By Kevin Mooney — While the Obama Administration continues to press hard on behalf of its benefactors within organized labor, there is a potential electoral earthquake brewing in California that may prove disruptive toward presidential political paybacks.
On the ballot for voter consideration this fall, is the California Government Employee Pension Reform Act of 2012 set up to put public sector employees on more of an even keel with their private sector counterparts. There is a major dispute brewing over how the state attorney general has interpreted the ballot language. Even so, supporters are convinced the initiative will attract substantial voter support. A new poll from the Public Policy Institute of California shows that over 80 percent of state residents agree that government spending on public employee pensions should be curtailed.
Duf Sundheim, a former chairman of the state Republican Party who is now active with California Pension Reform, (CPR) the group responsible for drafting the pension reform initiative, testified before the Conference Committee on Public Employee Pensions in Sacramento this past December.
“Pension reform is not an ideological issue, it is a math issue,” he told the committee. “As the governor, your own legislative analysis and your own reform commission have pointed out, our unfunded pension liabilities are having a crushing effect on public safety, education and other vital services. For example, during the last four years San Jose’s retiree benefit expenditures have more doubled, forcing the city to eliminate 23 percent of its workers. The same is happening all over this state — and it is only going to get worse, much worse.”
Gov. Jerry Brown has offered up his own pension reform proposal. But it does not go far enough toward addressing the rising liabilities attached to retirement funds that now threaten the system’s long-term viability, Sundheim explained in testimony. In fact, Brown’s plan would result in meager savings at best, and addresses just 5 percent of the debt, he said.
By contrast, the proposal from CPR would result in profound, transformative changes more in keeping in what has occurred recently in other states like N.J., Rhode Island and Wisconsin.
The California pension reform proposal includes two proposals, but only one will appear on the ballot. Supporters claim the state attorney general has misrepresented some parts of the proposal in summary language.
Both proposals are built around the following changes that would included as part of a constitutional amendment:
“Ending abuses such as salary spiking and retroactive benefit increases”
“Reducing unfunded liabilities”
“Making benefits for new workers comparable to benefits in the private sector”
The initiative and referendum offers the only genuine hope for reform given how interlinked the political class in Sacramento is with union leaders who oppose policy changes that would result in fewer taxpayer funded perks. The most powerful unions in the state are the teacher unions — the California Teachers Association (CTA), the state affiliate of the National Education Association (NEA), and the California Federation of Teachers (CFT), a division of the American Federation of Teachers — and the American Federation of State, County and Municipal Employees (AFSCME).
In anticipation of an intense campaign this fall, the unions are already on the attack, blaming the state’s troubled finances on shady “Wall Street” moneymen.
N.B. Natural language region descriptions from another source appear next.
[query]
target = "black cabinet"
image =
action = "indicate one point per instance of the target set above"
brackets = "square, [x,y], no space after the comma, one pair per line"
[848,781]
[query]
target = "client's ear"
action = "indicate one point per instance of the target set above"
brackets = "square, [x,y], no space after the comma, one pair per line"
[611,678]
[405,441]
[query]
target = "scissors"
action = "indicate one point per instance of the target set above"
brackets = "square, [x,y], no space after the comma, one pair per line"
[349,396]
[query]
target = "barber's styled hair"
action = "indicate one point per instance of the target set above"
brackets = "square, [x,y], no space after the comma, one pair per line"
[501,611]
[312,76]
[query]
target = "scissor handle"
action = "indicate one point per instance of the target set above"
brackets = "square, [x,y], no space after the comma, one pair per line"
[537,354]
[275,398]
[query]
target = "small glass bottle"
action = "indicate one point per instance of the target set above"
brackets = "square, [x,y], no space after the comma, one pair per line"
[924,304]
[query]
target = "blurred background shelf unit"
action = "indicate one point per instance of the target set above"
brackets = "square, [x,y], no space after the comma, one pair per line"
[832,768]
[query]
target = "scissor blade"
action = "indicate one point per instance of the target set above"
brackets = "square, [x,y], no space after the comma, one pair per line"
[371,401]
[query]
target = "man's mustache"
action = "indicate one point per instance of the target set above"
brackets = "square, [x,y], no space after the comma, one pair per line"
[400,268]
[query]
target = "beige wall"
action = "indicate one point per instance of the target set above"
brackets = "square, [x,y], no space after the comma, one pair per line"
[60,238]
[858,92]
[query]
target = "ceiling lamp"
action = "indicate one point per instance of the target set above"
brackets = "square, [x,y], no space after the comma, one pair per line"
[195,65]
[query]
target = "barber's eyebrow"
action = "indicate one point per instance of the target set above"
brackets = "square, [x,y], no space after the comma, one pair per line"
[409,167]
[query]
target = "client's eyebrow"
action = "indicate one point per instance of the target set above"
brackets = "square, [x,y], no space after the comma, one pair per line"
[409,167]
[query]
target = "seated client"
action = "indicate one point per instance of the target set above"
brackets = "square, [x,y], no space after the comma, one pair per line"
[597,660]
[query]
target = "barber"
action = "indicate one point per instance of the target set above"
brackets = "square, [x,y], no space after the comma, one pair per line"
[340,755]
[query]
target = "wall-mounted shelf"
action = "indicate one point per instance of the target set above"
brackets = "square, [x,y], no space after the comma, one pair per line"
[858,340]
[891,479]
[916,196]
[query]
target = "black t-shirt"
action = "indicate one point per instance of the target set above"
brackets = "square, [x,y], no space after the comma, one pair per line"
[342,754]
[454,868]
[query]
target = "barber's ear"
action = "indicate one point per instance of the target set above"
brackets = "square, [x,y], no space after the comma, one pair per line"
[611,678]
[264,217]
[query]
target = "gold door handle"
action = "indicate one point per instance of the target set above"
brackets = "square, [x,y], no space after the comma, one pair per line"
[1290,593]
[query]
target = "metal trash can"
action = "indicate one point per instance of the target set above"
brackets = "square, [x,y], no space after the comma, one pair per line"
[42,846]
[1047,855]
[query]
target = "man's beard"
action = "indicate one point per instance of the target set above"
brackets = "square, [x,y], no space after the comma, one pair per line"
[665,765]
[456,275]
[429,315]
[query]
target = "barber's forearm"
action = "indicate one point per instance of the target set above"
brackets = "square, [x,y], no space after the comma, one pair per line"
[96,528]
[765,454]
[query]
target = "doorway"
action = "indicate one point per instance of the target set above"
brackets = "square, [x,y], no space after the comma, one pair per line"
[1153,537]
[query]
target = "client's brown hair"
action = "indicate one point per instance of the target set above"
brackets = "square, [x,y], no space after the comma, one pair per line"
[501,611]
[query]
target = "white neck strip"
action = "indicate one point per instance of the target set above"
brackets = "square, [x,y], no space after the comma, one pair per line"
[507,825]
The CTA has organized “Pension Truth Squads” of retired teachers who claim teachers benefits are greatly overstated.
While the unions are well positioned to outspend their opponents in terms of political advertising and messaging, there are some objective facts that will be difficult to drown out. A just released study from the Standford Institute for Economic Policy Research the examined CalPers (the principal state employees retirement system), the California State Teachers Retirement Systems (CalSTRS) and the University of California Retirement Plan (UCRP), concluded that they have an unfunded liability of $290.6 billion, assuming an annual average investment rate of return of 6.2 percent.
There is growing awareness on the part of voters that the U.S. now as two separate classes of workers. 1) Public employees who are insulated from recessions and demand more benefits 2) Private sector employees, including many union members who subjected to layoffs and cutbacks.
In 2009, for the first time in American history, more union members worked for government than for the private sector. This was no temporary blip; the trend toward public sector unionization continues to accelerate. In 2010, 7.6 million government workers belonged to a union versus 7.1 million in the private workforce.
This may explain why union members who work for private companies have found common cause with other concerned taxpayers and reform minded governors who are resisting lavish collective bargaining agreements that do not square with fiscal reality.